There is no great inconsistency in the testimony Lillian Herrs gave at the preliminary hearing and later at the trial of the defendant. She testified on the trial that she could see the defendant’s nose on the night of the robbery, while at the preliminary hearing she said she made the identification from his eyes. She seems to have been the only witness present when the money was taken. If a single witness gives testimony which is credible and the jury is convinced of the identity of the defendant and of his guilt beyond a reasonable doubt, the case will not be reversed because of the mere fact that there was only one identifying witness. People v. Fortino, 356 Ill. 415; People v. Schanda, 352 id. 36.

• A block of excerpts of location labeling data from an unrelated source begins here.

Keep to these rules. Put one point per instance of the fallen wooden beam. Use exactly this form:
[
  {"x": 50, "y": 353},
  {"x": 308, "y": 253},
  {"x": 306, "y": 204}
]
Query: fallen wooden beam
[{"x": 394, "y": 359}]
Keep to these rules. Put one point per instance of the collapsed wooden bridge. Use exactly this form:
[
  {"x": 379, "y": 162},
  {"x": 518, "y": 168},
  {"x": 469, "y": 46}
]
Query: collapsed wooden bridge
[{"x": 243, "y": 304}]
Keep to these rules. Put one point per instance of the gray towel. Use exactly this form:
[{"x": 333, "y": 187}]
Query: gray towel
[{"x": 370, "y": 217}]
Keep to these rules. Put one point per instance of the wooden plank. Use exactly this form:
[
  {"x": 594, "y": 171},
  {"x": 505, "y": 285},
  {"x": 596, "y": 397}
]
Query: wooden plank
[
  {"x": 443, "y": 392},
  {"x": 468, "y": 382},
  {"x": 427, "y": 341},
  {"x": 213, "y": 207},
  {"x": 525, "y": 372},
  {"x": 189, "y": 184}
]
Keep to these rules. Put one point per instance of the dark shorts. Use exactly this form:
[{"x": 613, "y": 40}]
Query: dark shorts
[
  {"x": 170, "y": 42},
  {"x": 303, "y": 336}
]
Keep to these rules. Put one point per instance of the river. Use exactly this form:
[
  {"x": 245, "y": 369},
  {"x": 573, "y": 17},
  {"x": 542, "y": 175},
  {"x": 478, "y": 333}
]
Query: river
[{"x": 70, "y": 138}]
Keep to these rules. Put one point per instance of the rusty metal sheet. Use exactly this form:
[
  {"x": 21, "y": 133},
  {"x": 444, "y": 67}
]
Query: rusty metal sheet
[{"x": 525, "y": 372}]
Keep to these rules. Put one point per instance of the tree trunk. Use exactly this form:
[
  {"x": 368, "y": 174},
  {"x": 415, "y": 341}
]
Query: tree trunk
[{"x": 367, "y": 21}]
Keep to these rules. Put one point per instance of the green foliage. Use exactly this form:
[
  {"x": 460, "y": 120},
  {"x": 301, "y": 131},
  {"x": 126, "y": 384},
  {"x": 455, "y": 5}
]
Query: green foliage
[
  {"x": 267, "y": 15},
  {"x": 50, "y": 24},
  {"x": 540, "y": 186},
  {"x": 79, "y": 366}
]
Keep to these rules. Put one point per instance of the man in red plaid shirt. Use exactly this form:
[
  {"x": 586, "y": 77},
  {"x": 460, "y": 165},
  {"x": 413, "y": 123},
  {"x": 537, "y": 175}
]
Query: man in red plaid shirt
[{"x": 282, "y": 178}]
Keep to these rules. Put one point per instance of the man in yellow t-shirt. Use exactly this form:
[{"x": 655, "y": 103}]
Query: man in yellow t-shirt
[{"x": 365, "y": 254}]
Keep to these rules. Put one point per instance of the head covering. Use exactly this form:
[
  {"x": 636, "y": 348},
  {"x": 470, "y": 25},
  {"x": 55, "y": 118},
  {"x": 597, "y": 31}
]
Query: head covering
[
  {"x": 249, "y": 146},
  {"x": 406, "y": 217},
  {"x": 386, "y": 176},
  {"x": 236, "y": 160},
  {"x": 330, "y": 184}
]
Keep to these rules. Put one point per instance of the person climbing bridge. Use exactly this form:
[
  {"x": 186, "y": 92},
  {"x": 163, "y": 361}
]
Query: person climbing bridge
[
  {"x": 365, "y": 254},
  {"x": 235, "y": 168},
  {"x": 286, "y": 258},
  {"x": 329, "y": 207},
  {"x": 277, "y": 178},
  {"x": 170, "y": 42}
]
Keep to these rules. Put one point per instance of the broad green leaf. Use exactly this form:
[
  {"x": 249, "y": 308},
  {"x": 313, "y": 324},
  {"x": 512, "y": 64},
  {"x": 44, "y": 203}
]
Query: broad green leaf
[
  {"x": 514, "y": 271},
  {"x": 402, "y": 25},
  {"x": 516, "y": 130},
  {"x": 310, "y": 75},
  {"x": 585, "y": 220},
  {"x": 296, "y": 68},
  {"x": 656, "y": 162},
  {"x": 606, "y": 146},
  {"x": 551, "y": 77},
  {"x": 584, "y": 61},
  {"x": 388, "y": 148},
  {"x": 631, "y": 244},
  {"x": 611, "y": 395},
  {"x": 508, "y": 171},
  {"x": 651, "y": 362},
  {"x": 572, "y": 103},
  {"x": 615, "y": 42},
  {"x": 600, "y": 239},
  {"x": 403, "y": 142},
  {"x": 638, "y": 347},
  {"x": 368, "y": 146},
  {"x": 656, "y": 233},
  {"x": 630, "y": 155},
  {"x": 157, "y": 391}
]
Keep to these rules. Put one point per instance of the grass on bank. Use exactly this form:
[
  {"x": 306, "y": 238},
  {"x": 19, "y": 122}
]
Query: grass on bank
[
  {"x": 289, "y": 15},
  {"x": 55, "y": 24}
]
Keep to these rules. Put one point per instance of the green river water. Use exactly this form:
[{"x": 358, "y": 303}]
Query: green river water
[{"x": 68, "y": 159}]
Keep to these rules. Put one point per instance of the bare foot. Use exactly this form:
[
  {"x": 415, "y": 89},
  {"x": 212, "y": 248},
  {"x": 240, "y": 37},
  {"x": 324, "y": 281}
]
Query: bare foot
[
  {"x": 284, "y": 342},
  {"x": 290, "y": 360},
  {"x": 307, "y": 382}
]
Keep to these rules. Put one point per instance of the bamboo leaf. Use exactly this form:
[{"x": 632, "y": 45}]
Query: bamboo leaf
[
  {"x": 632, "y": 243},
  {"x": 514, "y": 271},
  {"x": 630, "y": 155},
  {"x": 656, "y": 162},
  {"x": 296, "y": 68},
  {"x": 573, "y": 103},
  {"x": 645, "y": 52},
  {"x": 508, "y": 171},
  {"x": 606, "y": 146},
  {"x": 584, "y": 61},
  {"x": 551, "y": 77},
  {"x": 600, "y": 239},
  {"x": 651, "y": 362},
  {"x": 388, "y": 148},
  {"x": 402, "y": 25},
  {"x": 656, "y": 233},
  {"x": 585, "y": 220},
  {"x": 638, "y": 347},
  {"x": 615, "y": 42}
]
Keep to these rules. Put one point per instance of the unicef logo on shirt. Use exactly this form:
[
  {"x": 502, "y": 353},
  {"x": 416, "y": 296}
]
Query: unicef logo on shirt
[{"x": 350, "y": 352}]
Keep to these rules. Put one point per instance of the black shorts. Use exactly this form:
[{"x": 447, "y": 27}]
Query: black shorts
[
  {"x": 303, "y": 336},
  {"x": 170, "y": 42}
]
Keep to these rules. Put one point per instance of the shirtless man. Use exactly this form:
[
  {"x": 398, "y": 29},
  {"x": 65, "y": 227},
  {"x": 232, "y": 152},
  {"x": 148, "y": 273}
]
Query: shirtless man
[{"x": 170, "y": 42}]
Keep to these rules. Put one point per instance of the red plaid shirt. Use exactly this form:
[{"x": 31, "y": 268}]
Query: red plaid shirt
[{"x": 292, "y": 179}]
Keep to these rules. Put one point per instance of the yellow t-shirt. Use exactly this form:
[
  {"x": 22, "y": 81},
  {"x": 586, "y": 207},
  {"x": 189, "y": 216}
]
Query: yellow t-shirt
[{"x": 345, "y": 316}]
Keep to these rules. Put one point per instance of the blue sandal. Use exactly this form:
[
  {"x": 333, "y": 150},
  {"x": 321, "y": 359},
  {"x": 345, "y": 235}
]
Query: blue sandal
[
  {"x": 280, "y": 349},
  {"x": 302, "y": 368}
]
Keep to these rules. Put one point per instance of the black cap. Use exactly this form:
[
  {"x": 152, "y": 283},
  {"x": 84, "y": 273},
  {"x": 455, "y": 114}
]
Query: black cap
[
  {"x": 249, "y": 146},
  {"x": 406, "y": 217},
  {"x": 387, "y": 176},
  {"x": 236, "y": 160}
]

The defendant next contends that the court erred in permitting the State’s attorney to cross-examine him on immaterial matters not brought out on direct examination and to pursue the same line of questioning against Matthews. On direct examination the defendant denied that he participated in the robbery and testified as to an alibi. The court, over objection of the defendant’s counsel, permitted the State’s attorney to ask him about his association with Matthews. Nothing was asked which tended to incriminate him or show that he was guilty of other crimes, but the questions and answers given showed that he knew Matthews. He denied being well acquainted with Matthews but admitted that he knew him in a business way. Later the People called a police officer who testified that he had seen the two defendants riding around together shortly before the robbery. Where there is nothing in the questions suggesting that the defendant was an habitual criminal and law-breaker or that he had ever been guilty of any previous crime, even though the cross-examination may have been extended somewhat beyond the scope of the direct examination, the error is not prejudicial. (People v. Jaffe, 339 Ill. 101.) The latitude of cross-examination of the defendant is controlled by the sound discretion of the trial court. (People v. Jones, 343 Ill. 291.) Evidence of the defendant’s associations with Matthews immediately before the crime was competent. (People v. Gormach, 302 Ill. 332; People v. Dale, 355 id. 330.) The contention that the defendant was impeached on an immaterial point is not well taken.

The defendant objects to the following given instruction: “The defendant, Leo Gasior, has offered in this case what is known in law as an alibi, namely, that he was not present at the time' and place of the alleged offense but was at some other place at the time in question. Such a defense is a legal defense and must be considered by you in connection with all the facts and circumstances in this case.

“If you believe that the defendant, Leo Gasior, was not present at the time and place of the alleged offense but was somewhere else or if the evidence as to the alibi, considered with all the other evidence, creates in your minds a reasonable doubt as to the guilt of the defendant, Leo Gasior, then the defense of alibi entitles him to an acquittal.